How To Use Credit Card Payoff Calculator Excel Template?

Enter your credit card balance, interest rate, and the monthly payment. Then, choose whether you want or need to pay off with, fixed payments, and by a certain date. The list accommodates up to the 8 credit cards. If you select the minimum only payment option. The result tells you how long it will take to pay off the credit cards and how much interest and the principal you will have to ultimately pay.

The fixed payment option will detail you how much longer it will take to pay off the debt based on the fixed payment you enter. If you select the debt-free deadline and the credit card pay off calculator easily lets you know how much you have to pay each month to meet the timeline.
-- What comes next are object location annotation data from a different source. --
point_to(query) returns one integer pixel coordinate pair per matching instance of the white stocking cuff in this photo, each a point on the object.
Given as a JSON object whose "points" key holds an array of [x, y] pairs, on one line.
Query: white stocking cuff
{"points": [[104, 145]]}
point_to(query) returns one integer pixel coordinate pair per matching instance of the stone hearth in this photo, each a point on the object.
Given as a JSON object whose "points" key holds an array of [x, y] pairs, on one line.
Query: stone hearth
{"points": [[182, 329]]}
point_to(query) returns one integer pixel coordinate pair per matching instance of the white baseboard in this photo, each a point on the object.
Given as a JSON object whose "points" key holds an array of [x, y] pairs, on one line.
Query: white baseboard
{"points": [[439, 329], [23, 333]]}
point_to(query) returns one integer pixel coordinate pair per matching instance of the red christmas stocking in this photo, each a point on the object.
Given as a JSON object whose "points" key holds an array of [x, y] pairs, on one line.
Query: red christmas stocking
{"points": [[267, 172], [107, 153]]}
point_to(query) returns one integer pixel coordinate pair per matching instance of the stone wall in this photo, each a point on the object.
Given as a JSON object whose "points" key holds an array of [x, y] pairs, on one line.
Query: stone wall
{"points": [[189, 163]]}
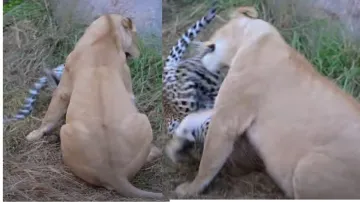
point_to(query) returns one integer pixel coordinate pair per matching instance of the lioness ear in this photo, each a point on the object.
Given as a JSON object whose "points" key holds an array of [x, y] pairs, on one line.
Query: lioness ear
{"points": [[210, 45], [245, 10], [127, 23]]}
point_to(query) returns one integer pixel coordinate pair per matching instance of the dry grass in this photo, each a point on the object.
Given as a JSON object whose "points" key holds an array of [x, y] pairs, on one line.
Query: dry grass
{"points": [[34, 171]]}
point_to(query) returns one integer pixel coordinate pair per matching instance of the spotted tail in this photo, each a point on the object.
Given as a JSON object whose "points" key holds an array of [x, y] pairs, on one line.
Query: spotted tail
{"points": [[178, 50], [54, 75]]}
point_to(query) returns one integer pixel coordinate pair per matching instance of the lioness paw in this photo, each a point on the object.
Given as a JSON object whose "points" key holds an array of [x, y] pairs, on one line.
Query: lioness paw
{"points": [[35, 135]]}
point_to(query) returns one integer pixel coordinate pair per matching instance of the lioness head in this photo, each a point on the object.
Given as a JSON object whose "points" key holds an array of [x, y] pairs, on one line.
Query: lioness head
{"points": [[127, 34], [230, 36]]}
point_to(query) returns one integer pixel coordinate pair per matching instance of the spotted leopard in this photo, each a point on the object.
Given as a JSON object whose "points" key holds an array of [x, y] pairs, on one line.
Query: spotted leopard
{"points": [[51, 77], [188, 86]]}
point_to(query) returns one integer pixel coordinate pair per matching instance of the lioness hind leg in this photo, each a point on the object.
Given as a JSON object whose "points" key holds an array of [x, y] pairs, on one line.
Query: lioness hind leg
{"points": [[225, 127], [318, 176]]}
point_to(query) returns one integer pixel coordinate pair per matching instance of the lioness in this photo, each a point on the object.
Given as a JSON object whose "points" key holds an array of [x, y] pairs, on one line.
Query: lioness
{"points": [[305, 129], [105, 140]]}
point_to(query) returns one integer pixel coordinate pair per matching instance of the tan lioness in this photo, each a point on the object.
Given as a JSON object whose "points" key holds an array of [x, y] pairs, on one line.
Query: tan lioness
{"points": [[105, 140], [306, 130]]}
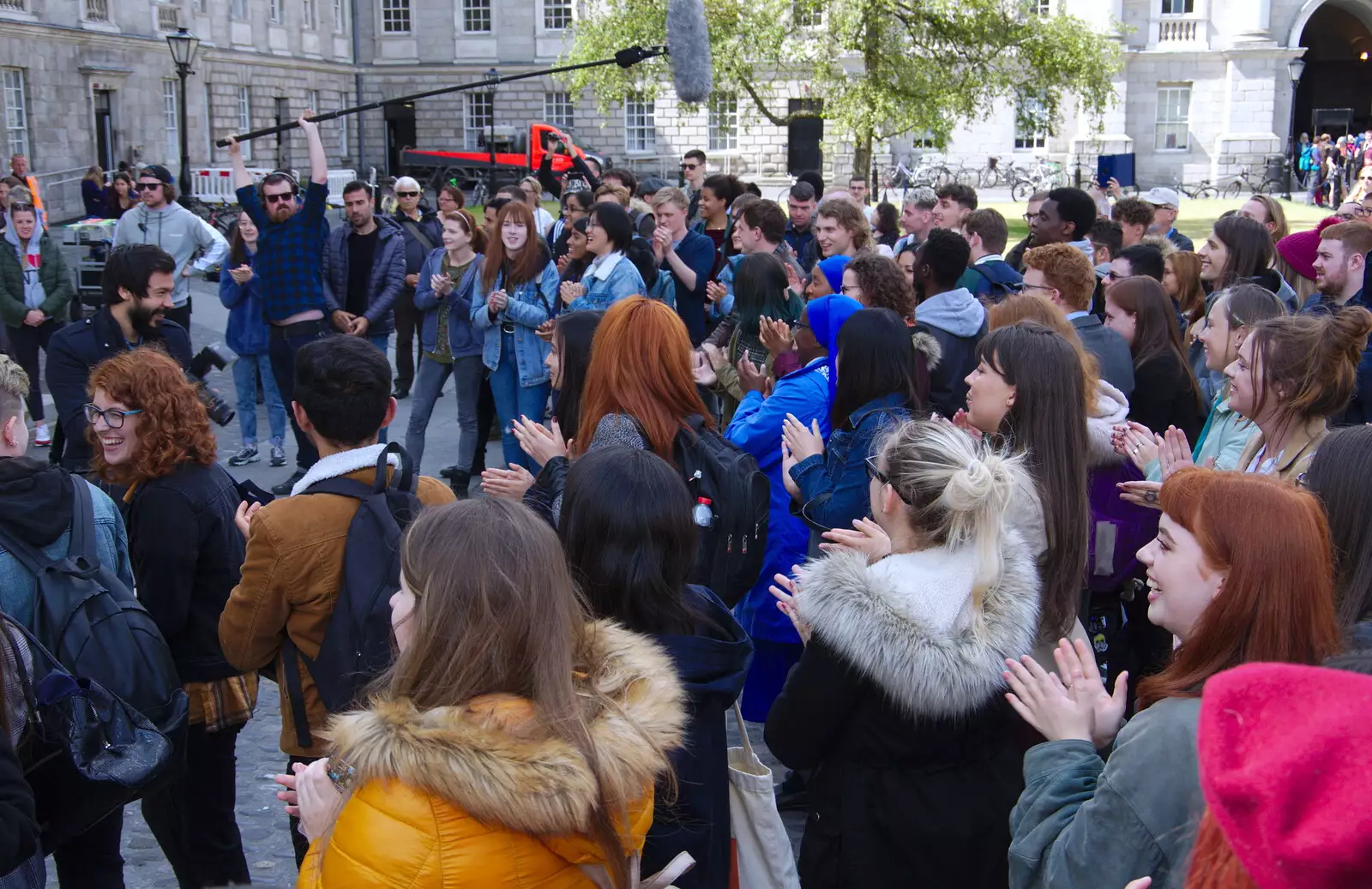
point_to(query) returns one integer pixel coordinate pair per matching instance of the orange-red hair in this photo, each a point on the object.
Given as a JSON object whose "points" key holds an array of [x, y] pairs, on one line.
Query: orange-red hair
{"points": [[1278, 597], [173, 425], [641, 367]]}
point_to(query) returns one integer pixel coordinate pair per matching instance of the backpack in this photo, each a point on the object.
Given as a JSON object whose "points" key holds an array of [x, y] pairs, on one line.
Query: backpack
{"points": [[357, 640], [731, 556], [96, 628]]}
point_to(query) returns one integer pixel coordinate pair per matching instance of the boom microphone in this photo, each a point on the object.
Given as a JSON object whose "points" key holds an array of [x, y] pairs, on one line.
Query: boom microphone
{"points": [[688, 43]]}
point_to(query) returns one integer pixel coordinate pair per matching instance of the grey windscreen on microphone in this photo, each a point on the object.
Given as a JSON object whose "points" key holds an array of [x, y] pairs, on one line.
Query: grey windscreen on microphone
{"points": [[688, 41]]}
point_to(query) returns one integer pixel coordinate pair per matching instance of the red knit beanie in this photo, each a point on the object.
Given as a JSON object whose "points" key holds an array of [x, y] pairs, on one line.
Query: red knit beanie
{"points": [[1286, 767], [1300, 249]]}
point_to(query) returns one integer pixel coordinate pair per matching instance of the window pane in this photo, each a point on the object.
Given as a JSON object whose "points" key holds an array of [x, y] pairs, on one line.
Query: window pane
{"points": [[477, 17], [395, 17]]}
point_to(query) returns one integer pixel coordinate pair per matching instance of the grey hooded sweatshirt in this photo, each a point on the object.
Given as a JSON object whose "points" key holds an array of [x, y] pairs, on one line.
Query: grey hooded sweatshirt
{"points": [[178, 231]]}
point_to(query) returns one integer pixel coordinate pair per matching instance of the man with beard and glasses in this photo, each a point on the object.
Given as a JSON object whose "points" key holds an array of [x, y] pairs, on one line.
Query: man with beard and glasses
{"points": [[139, 285]]}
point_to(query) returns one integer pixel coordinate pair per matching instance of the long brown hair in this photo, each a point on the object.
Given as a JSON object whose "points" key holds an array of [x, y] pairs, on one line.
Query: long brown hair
{"points": [[1278, 597], [641, 368], [496, 612], [532, 258], [173, 425]]}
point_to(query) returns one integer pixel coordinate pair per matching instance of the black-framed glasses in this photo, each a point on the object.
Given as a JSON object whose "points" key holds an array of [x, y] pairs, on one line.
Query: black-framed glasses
{"points": [[113, 417]]}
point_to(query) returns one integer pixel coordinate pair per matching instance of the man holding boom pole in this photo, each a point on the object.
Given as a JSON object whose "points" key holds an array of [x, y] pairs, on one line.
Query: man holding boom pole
{"points": [[288, 262]]}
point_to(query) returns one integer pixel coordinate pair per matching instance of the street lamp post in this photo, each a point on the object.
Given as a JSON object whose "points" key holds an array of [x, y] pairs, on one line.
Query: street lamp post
{"points": [[490, 137], [1296, 68], [183, 45]]}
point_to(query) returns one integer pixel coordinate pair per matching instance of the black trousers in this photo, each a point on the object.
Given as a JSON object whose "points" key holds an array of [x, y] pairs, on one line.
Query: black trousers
{"points": [[25, 343], [281, 354], [93, 861], [194, 820], [406, 345], [298, 840]]}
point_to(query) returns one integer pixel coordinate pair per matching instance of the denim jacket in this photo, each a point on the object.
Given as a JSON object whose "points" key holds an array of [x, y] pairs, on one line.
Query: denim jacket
{"points": [[833, 486], [530, 303], [614, 279], [463, 340], [18, 587]]}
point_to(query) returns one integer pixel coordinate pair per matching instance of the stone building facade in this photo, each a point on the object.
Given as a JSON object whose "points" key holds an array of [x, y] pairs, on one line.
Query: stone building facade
{"points": [[1205, 89]]}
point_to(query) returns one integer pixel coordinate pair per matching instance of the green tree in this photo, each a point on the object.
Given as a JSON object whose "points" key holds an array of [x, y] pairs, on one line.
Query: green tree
{"points": [[882, 68]]}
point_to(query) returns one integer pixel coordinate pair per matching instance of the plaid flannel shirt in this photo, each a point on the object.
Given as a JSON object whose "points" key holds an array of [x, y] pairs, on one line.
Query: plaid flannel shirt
{"points": [[287, 262]]}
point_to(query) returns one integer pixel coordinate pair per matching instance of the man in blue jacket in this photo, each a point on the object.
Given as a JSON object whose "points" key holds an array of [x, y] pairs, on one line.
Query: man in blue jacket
{"points": [[688, 255], [364, 271], [1339, 269]]}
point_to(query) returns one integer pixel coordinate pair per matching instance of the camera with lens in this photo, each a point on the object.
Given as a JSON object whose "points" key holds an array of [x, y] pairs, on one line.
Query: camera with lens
{"points": [[213, 356]]}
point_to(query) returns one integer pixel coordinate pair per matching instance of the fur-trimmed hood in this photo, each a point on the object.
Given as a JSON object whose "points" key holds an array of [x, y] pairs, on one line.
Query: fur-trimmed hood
{"points": [[1109, 409], [493, 760], [882, 619]]}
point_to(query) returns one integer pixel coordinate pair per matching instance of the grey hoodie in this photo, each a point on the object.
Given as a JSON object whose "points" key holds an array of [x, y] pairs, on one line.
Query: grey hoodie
{"points": [[178, 231]]}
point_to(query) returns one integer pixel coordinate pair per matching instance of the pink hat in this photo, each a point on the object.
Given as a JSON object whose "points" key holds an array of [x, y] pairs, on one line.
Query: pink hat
{"points": [[1298, 250], [1286, 768]]}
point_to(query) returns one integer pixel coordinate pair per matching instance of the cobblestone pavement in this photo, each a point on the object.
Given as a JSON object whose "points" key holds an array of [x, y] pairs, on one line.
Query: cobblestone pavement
{"points": [[261, 820]]}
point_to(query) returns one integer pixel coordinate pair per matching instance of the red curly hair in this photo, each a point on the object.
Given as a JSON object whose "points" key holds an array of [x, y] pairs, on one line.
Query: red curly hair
{"points": [[173, 425], [641, 367]]}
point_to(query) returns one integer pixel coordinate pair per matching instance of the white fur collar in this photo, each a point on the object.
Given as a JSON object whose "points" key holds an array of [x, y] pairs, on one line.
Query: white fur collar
{"points": [[887, 631], [343, 463]]}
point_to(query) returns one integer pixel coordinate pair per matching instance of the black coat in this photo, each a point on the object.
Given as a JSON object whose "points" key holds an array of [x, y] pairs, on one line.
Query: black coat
{"points": [[711, 664], [187, 557], [907, 730], [75, 351]]}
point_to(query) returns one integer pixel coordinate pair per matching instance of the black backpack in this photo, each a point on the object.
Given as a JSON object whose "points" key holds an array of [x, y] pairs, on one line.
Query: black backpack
{"points": [[731, 557], [357, 641], [93, 624]]}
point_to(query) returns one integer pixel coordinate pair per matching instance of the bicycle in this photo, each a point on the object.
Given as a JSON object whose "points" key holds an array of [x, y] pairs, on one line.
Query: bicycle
{"points": [[1245, 178]]}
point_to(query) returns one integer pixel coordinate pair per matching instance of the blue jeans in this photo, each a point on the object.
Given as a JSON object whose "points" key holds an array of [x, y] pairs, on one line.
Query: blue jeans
{"points": [[429, 383], [246, 372], [381, 340], [514, 401]]}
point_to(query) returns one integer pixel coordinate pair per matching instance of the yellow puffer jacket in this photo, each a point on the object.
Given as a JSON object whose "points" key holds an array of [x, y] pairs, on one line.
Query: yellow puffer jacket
{"points": [[479, 796]]}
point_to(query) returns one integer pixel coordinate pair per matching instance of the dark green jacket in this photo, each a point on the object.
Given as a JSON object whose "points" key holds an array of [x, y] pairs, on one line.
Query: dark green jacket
{"points": [[52, 273]]}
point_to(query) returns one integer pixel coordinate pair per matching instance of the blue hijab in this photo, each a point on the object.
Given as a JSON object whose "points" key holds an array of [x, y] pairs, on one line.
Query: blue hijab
{"points": [[827, 315]]}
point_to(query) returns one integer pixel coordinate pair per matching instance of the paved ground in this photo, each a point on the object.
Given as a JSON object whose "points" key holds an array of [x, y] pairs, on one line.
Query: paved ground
{"points": [[260, 814]]}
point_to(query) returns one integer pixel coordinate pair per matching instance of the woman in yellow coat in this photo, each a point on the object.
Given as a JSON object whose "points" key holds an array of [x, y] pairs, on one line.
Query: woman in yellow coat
{"points": [[512, 745]]}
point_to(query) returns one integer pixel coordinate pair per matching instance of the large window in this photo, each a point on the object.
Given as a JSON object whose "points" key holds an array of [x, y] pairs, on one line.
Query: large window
{"points": [[724, 121], [246, 120], [477, 17], [1173, 118], [557, 110], [557, 14], [640, 125], [480, 116], [15, 111], [395, 17], [1031, 123], [169, 120]]}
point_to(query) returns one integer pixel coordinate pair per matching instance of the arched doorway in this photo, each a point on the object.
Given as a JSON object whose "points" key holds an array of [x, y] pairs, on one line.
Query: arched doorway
{"points": [[1335, 93]]}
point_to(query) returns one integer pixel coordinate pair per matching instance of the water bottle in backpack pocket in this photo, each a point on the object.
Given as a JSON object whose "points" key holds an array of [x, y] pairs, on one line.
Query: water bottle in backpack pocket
{"points": [[357, 641]]}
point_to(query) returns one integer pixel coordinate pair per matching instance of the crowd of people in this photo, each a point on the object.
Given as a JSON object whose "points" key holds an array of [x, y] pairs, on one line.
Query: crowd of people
{"points": [[1036, 564]]}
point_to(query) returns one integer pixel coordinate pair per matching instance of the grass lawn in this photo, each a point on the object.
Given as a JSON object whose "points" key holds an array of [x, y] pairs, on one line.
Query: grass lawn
{"points": [[1194, 221]]}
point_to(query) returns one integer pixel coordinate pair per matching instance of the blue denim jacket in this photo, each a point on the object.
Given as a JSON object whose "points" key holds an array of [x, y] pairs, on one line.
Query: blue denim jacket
{"points": [[622, 281], [833, 486], [18, 587], [530, 305], [461, 339]]}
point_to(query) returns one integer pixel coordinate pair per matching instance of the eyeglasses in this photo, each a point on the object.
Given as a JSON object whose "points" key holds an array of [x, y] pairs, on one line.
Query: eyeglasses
{"points": [[113, 418]]}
The fixed payment and the debt-free deadline options are can very easily create a detailed repayment plan. You should also check the Debt Snowball Calculator Template .

The calculator displays the total credit card balance and the total minimum payments. It creates a repayment schedule based on the repayment strategy. The repayment schedule shows each credit card and also the monthly payment you make until the credit card is repaid. You can easily download a spreadsheet of the repayment plan for future reference.

Most people also know that how toughest part of paying off credit card debt is the commitment not to easily use it again for any transactions. Everybody can commit to their designated payoff plan. But, there is always a temptation to use it again and again with some consideration that they still have few budgets to pay. They also will earn some money to easily pay it later. But, it is much common also that they are running out of the credit card limits. And the money budgeted for the credit card payment is already spent on the other things.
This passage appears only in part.